Thank you everyone who has helped so far.
Last night I had a message from Rheumy saying I should go to the hospital for an emergency biopsy, with the headache and unusual severe temporal pain being the driver. He said that U/S was so ‘operator sensitive’ as to be unreliable in this ‘locality’.
The (island of Gozo) hospital is fine, but I didn’t think I would get prompt treatment on a Saturday night, and going by the two paragraphs from an academic paper, quoted below, could be a nail in the coffin.
I am mulling whether to turn up at the hospital today (Sunday), just with his email, and ask for a biopsy, or wait till my Dr and/or Rheumatologist sends a note/appointment for here or elsewhere, or other answer.
In any case, and I am not sure if you agree, I increased my dose last night to 60 mgs because ‘visual loss occurs prior to glucocorticoid treatment or shortly after treatment initiation’ ? (No unusual reaction observed to the increase from 4mgs).
‘Visual loss or stroke may occur in GCA, attributed to vascular occlusion; most GCA-associated visual loss occurs prior to glucocorticoid treatment or shortly after treatment initiation, underlining the importance of immediate treatment if the disease is strongly suspected’.

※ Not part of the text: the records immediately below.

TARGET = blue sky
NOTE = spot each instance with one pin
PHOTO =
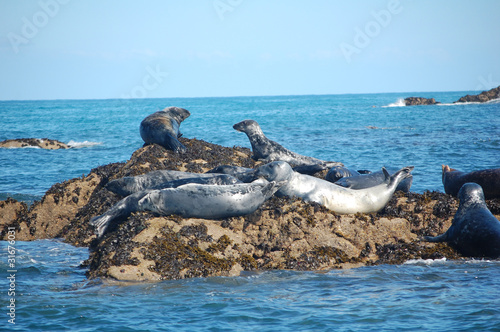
(69, 49)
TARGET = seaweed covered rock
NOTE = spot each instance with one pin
(43, 143)
(284, 233)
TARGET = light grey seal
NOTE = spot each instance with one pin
(474, 232)
(361, 181)
(241, 173)
(191, 201)
(336, 198)
(162, 128)
(488, 179)
(266, 150)
(165, 179)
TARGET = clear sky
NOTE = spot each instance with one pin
(70, 49)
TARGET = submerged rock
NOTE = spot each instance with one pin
(44, 143)
(284, 233)
(411, 101)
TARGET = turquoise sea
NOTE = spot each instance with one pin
(363, 131)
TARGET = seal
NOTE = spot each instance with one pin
(488, 179)
(162, 128)
(190, 201)
(338, 172)
(361, 181)
(268, 151)
(474, 232)
(241, 173)
(336, 198)
(165, 179)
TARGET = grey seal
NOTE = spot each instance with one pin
(165, 179)
(191, 201)
(266, 150)
(336, 198)
(474, 232)
(162, 128)
(488, 179)
(361, 181)
(241, 173)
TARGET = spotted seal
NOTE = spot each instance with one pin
(361, 181)
(191, 201)
(165, 179)
(266, 150)
(474, 232)
(488, 179)
(336, 198)
(162, 128)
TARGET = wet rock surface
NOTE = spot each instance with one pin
(43, 143)
(284, 233)
(411, 101)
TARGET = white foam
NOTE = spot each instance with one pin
(399, 103)
(425, 261)
(84, 144)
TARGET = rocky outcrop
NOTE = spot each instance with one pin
(412, 101)
(483, 97)
(285, 233)
(44, 143)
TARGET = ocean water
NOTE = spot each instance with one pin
(362, 131)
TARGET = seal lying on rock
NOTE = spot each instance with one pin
(361, 181)
(488, 179)
(266, 150)
(44, 143)
(336, 198)
(191, 201)
(475, 231)
(162, 128)
(165, 179)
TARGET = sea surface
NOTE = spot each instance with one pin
(364, 131)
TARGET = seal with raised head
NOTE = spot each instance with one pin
(488, 179)
(191, 201)
(266, 150)
(162, 128)
(165, 179)
(336, 198)
(361, 181)
(474, 232)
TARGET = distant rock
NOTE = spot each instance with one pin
(412, 101)
(43, 143)
(482, 97)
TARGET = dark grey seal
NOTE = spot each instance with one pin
(162, 128)
(165, 179)
(488, 179)
(191, 201)
(362, 181)
(474, 232)
(266, 150)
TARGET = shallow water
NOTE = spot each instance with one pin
(52, 293)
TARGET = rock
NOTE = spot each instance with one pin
(44, 143)
(285, 233)
(411, 101)
(483, 97)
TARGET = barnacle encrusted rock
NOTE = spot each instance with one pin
(284, 233)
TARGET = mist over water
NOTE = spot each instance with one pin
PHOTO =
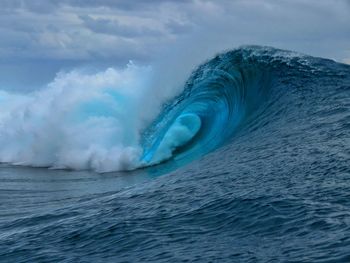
(243, 160)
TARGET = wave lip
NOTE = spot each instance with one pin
(222, 93)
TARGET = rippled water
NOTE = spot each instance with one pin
(276, 191)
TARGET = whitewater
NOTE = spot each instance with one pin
(245, 158)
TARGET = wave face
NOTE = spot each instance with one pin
(95, 121)
(267, 132)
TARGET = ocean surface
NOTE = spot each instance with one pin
(248, 162)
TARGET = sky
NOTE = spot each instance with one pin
(42, 37)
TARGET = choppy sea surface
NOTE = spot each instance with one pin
(250, 163)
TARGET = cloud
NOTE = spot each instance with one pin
(115, 31)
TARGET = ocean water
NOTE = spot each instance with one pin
(248, 162)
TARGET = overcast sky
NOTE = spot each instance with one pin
(41, 37)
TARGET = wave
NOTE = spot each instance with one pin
(107, 121)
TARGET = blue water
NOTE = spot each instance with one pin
(250, 163)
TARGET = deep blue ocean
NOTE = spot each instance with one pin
(249, 163)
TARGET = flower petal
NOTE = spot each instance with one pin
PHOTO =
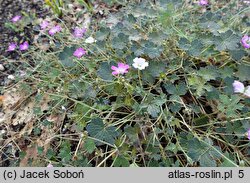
(247, 91)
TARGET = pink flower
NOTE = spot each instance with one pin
(12, 47)
(44, 24)
(54, 30)
(121, 69)
(24, 46)
(50, 165)
(245, 41)
(203, 2)
(78, 32)
(79, 52)
(239, 87)
(16, 18)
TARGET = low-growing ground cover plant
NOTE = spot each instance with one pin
(155, 83)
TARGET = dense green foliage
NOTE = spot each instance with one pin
(180, 111)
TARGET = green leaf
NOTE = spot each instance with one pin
(208, 73)
(153, 50)
(105, 71)
(97, 129)
(66, 57)
(102, 34)
(179, 89)
(121, 161)
(120, 41)
(227, 40)
(243, 72)
(203, 153)
(89, 145)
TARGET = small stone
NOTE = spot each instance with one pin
(1, 67)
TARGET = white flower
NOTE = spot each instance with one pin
(140, 63)
(90, 40)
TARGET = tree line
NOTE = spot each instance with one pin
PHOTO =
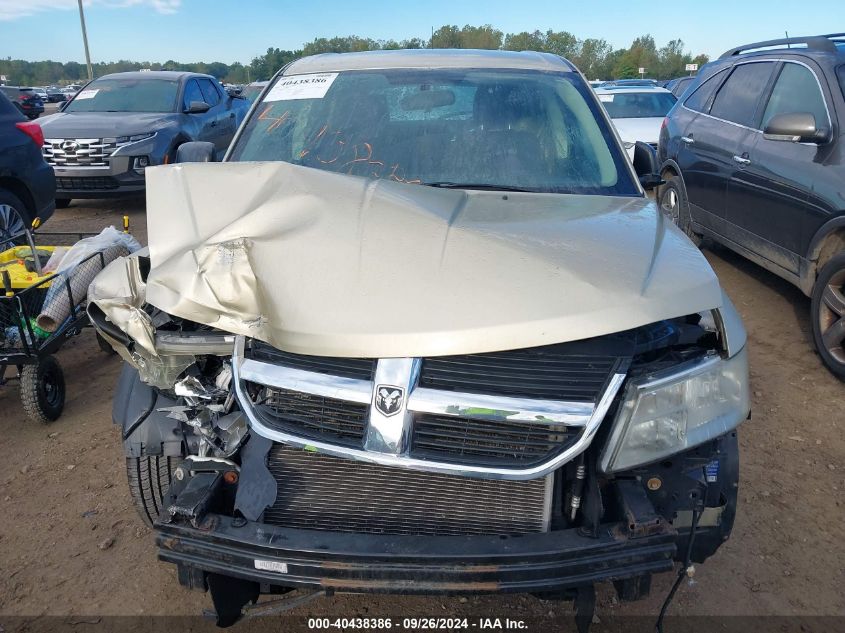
(596, 58)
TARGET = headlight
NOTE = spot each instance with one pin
(668, 413)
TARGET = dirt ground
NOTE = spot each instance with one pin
(72, 545)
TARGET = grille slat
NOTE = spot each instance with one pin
(551, 373)
(316, 417)
(458, 440)
(320, 492)
(361, 368)
(87, 184)
(80, 152)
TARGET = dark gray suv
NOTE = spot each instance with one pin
(120, 124)
(754, 158)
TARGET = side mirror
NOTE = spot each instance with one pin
(795, 127)
(197, 107)
(645, 165)
(195, 152)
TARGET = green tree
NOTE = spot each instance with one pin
(591, 59)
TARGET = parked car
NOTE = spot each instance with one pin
(251, 91)
(102, 141)
(679, 85)
(422, 330)
(27, 185)
(25, 99)
(754, 159)
(640, 83)
(637, 112)
(55, 95)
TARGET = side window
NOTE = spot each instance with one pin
(211, 94)
(738, 97)
(698, 100)
(192, 93)
(796, 90)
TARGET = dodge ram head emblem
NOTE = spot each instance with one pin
(389, 399)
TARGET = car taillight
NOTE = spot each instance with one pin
(32, 130)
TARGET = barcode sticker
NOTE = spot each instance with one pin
(271, 565)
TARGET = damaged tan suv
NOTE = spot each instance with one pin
(421, 331)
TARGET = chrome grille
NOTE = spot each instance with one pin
(80, 152)
(477, 415)
(320, 492)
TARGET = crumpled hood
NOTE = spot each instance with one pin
(328, 264)
(103, 124)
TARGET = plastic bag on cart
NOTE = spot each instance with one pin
(76, 272)
(106, 239)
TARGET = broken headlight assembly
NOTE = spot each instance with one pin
(669, 412)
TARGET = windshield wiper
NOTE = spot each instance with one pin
(445, 184)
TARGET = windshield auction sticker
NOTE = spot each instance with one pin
(313, 86)
(88, 94)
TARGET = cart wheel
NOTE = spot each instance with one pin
(104, 345)
(43, 390)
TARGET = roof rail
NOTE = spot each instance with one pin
(813, 42)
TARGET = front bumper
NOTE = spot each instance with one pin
(107, 182)
(364, 563)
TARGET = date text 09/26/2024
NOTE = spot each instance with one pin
(417, 624)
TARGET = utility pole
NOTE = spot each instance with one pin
(85, 41)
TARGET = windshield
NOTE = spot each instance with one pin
(525, 130)
(251, 92)
(126, 95)
(637, 105)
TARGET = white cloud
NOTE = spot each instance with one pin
(14, 9)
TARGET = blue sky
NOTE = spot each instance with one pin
(227, 30)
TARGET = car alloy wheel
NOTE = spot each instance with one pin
(11, 223)
(831, 316)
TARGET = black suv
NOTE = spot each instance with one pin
(27, 184)
(754, 158)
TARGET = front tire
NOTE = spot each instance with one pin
(43, 390)
(827, 312)
(673, 203)
(13, 219)
(149, 482)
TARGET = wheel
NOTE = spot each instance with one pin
(828, 315)
(43, 390)
(13, 217)
(149, 480)
(673, 203)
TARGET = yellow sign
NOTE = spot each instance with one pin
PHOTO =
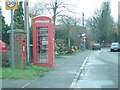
(11, 4)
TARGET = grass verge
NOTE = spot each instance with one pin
(32, 72)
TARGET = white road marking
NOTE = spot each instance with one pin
(25, 85)
(78, 73)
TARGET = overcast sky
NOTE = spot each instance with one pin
(86, 6)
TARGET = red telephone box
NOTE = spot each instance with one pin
(24, 48)
(43, 41)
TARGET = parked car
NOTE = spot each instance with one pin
(96, 46)
(115, 46)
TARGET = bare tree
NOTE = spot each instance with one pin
(53, 7)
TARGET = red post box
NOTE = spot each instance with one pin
(43, 41)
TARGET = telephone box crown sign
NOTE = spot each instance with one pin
(11, 4)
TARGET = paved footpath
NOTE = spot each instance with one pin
(61, 77)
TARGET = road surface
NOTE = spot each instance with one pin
(101, 71)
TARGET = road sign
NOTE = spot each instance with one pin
(11, 4)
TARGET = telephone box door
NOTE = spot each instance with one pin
(43, 44)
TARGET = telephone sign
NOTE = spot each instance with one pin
(11, 4)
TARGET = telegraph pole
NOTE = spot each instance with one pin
(12, 5)
(27, 28)
(83, 29)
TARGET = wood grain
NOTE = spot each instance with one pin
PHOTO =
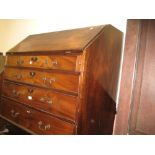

‘ If rapid-access vascular ultrasound is not available, patients treated for suspected GCA should all have a temporal artery biopsy. None of these tests should delay the prescribing of high-dose glucocorticoid therapy for patients with strongly suspected GCA’.
This does not invalidate the usefulness of U/S. On the paper below, there is a diagnostic path where U/S in integral in the pathway to diagnosis and treatment.
I am hoping for a negative and I can return to my lowest level of dose to suppress symptoms, as we all agree is our goal.
As ever I am very grateful both for your depth of knowledge and kindness.